I am trying to create a new variable that is conditional based on values from several other values. I'm writing here because I've tried writing this as a nested ifelse() statement in R, but it had too many nested ifelse's so it threw an error, and I think there should be an easier way to sort this out in Python.
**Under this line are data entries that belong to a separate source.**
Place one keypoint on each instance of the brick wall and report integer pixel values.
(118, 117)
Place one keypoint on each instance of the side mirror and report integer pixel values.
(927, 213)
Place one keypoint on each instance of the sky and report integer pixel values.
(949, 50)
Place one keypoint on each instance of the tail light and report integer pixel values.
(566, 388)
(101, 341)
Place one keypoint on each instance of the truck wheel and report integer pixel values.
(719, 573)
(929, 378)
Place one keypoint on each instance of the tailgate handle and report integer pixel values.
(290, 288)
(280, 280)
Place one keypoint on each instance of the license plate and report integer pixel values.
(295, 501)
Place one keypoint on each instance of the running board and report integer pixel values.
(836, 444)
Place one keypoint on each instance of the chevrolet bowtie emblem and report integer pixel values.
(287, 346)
I have a dataframe (called df) that looks roughly like this (although in reality it's much bigger with many more month/year variables) that I've read in as a pandas DataFrame:
ID Sept_2015 Oct_2015 Nov_2015 Dec_2015 Jan_2016 Feb_2016 Mar_2016 \
0 1 0 0 0 0 1 1 1
1 2 0 0 0 0 0 0 0
2 3 0 0 0 0 1 1 1
3 4 0 0 0 0 0 0 0
4 5 1 1 1 1 1 1 1
grad_time
0 240
1 218
2 236
3 0
4 206
I'm trying to create a new variable that depends on values from all these variables, but values from "earlier" variables need to have precedent, so the if/elif/else condition would like something like this:
if df['Sept_2015'] > 0 & df['grad_time'] <= 236:
return 236
elif df['Oct_2015'] > 0 & df['grad_time'] <= 237:
return 237
elif df['Nov_2015'] > 0 & df['grad_time'] <= 238:
return 238
elif df['Dec_2015'] > 0 & df['grad_time'] <= 239:
return 239
elif df['Jan_2016'] > 0 & df['grad_time'] <= 240:
return 240
elif df['Feb_2016'] > 0 & df['grad_time'] <= 241:
return 241
elif df['Mar_2016'] > 0 & df['grad_time'] <= 242:
return 242
else:
return 0
And based on this, I'd like it to return a new variable that looks like this:
trisk
0 240
1 0
2 240
3 0
4 236
I've tried writing a function like this:
def test_func(df):
""" Test Function for generating new value"""
if df['Sept_2015'] > 0 & df['grad_time'] <= 236:
return 236
elif df['Oct_2015'] > 0 & df['grad_time'] <= 237:
return 237
...
else:
return 0
and mapping it to the dataframe to create new variable like this:
new_df = pd.DataFrame(map(test_func, df))
However, when I run it, I get the following TypeError
Traceback (most recent call last):
File "<ipython-input-83-19b45bcda45a>", line 1, in <module>
new_df = pd.DataFrame(map(new_func, test_df))
File "<ipython-input-82-a2eb6f9d7a3a>", line 3, in new_func
if df['Sept_2015'] > 0 & df['grad_time'] <= 236:
TypeError: string indices must be integers, not str
So I can see it's not wanting the column name here. But I've tried this a number of other ways and can't get it to work. Also, I understand this might not be the best way to write this (mapping the function) so I am open to new ways to attempt to solve the problem of generating the trisk variable. Thanks in advance and apologies if I haven't provided something.